Prosecutors allege the three were part of an elaborate white-supremacist plot to touch off a U.S. race war. They accuse Mathews of advocating for killing people, poisoning water supplies and derailing trains to incite a civil war in the name of creating a white "ethno-state," and of planning to violently disrupt a pro-gun rally in Virginia.

Mathews faces four charges: two counts of being an alien in possession of a firearm and two counts of transporting a firearm across state lines with intent to commit a felony.

Balter wants two of those charges dropped on the grounds that they are "multiplicious," meaning Mathews has effectively been charged twice for the same alleged offence, he argued.
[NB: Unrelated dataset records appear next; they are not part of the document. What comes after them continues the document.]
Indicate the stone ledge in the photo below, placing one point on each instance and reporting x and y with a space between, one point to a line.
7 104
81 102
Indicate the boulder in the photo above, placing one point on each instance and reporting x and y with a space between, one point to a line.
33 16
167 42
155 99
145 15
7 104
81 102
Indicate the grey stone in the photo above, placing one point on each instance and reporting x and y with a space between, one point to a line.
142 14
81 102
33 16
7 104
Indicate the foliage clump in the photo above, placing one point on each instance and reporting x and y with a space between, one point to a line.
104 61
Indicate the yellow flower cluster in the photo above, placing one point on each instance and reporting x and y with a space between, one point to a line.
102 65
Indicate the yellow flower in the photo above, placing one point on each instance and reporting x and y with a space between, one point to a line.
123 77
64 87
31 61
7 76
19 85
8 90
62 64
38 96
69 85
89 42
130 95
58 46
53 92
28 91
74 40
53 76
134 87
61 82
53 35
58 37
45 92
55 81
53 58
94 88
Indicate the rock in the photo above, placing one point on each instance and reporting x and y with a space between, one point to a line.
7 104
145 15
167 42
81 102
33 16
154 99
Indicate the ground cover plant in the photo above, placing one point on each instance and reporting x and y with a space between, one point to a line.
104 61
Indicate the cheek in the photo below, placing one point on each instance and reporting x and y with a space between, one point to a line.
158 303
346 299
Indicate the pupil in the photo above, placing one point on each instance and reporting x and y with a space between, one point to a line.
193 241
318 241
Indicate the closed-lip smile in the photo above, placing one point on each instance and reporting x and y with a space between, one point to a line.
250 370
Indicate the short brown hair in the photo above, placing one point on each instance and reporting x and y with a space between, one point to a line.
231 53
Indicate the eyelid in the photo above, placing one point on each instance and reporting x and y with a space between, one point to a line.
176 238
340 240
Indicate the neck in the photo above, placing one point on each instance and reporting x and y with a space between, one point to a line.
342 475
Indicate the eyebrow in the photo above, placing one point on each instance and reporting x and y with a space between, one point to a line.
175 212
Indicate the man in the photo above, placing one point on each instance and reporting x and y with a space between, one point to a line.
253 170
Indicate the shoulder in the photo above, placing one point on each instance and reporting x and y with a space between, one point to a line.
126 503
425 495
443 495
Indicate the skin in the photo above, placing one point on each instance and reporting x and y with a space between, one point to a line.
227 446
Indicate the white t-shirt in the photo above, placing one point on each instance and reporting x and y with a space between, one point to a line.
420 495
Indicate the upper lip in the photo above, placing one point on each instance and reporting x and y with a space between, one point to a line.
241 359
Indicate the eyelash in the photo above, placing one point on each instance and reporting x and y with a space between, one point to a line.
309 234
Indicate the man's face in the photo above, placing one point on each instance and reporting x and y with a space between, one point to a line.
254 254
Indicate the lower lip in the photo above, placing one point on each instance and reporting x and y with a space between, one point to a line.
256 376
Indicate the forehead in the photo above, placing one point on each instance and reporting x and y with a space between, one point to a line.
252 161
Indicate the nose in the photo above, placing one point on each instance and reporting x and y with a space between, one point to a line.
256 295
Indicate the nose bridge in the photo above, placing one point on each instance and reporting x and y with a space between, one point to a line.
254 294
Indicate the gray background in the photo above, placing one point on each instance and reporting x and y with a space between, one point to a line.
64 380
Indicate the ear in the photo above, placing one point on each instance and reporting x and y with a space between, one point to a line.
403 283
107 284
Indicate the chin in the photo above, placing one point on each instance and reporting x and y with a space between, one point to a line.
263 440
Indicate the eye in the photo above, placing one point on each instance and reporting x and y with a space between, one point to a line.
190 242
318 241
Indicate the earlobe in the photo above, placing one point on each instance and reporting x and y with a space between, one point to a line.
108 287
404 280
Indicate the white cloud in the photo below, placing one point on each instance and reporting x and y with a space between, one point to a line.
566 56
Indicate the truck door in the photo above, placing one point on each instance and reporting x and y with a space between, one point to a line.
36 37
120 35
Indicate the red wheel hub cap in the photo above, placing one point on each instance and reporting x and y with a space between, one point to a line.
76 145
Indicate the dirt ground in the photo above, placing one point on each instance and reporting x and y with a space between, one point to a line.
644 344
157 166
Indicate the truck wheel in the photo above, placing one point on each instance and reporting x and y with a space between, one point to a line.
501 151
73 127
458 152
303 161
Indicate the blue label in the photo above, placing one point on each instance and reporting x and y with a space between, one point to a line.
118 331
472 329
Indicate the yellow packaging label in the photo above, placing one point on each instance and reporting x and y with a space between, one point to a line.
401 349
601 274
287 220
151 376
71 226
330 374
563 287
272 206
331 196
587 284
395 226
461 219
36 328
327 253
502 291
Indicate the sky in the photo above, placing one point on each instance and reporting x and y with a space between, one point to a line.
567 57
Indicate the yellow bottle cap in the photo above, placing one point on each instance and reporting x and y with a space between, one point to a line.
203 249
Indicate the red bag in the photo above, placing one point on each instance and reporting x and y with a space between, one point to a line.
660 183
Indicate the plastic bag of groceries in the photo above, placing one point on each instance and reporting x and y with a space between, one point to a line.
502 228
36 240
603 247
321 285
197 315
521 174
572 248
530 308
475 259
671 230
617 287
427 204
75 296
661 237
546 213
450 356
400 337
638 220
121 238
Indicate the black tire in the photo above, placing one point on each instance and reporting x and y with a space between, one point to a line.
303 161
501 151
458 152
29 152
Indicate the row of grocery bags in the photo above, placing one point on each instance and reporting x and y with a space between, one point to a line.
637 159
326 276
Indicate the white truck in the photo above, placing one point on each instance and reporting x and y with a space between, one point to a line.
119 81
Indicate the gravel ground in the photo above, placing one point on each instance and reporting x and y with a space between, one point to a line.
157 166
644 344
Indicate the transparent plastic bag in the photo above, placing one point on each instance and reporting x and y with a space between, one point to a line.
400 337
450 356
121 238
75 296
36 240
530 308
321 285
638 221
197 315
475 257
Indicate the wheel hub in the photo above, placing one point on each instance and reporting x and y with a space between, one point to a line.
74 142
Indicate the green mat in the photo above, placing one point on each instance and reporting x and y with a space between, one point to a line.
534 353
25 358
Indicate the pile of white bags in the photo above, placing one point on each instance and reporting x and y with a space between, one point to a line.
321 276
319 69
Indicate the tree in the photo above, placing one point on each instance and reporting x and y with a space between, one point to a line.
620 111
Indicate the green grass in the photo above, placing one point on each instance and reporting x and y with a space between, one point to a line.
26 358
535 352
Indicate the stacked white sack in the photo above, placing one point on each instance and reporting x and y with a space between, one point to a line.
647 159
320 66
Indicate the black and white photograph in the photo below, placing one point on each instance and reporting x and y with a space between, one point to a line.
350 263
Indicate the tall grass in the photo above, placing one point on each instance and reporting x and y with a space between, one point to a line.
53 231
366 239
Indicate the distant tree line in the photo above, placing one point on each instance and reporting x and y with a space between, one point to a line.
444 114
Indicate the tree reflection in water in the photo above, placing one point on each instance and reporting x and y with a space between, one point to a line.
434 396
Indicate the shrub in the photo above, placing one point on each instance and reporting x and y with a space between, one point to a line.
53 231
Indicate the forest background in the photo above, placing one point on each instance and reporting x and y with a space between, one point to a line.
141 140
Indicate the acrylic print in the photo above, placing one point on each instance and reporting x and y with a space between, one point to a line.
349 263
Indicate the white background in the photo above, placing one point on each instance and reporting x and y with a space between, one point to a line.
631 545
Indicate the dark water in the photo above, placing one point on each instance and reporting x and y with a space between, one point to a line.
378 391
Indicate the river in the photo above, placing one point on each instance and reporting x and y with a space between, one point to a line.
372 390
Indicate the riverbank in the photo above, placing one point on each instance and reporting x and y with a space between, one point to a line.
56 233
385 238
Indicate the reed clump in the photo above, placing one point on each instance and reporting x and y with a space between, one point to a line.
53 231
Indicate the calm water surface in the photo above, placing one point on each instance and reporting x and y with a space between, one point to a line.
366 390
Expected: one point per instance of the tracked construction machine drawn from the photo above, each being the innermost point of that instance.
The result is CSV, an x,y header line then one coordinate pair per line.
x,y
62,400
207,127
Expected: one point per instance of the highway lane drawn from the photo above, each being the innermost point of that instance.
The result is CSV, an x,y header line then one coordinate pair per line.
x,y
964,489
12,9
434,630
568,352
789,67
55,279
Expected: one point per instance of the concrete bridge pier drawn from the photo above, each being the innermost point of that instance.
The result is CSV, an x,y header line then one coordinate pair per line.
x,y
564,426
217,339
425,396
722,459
And he sought Tuesday to convince Chuang that in their zeal to target members of The Base for a hate crime, investigators overstepped their bounds and violated his client's right to free speech.

The nature of the discussions that investigators documented was certainly "odious" and merited investigation, Balter said.

"The type of statements that were being made, the beliefs that were being espoused, the advocacy of violence … would cause many, many people to be very concerned," Balter said.

"And there certainly was reason for the agent to be concerned and perhaps conduct an investigation as to whether or not there was more to the bluster … but that's really as far as it went."

Lemley's lawyer, Ned Smock, made a similar argument, saying a surreptitious camera and microphones shouldn't have been necessary, considering how easily the group was infiltrated by an undercover agent.

Even a reporter from the Winnipeg Free Press, whose original work exposed Mathews and prompted a Canadian Forces investigation, was able to get inside the group, Smock said.

"A member of the Canadian press, who as far as I know didn't have any meaningful training on undercover work, had been accepted into the organization," he said.

"All of this information could have been obtained by continuing down the road that they were going, which is undercover."

Bilbrough pleaded guilty in December to two charges, including transporting an alien, and admitted in his plea agreement to being a member of The Base. He was sentenced to five years in prison.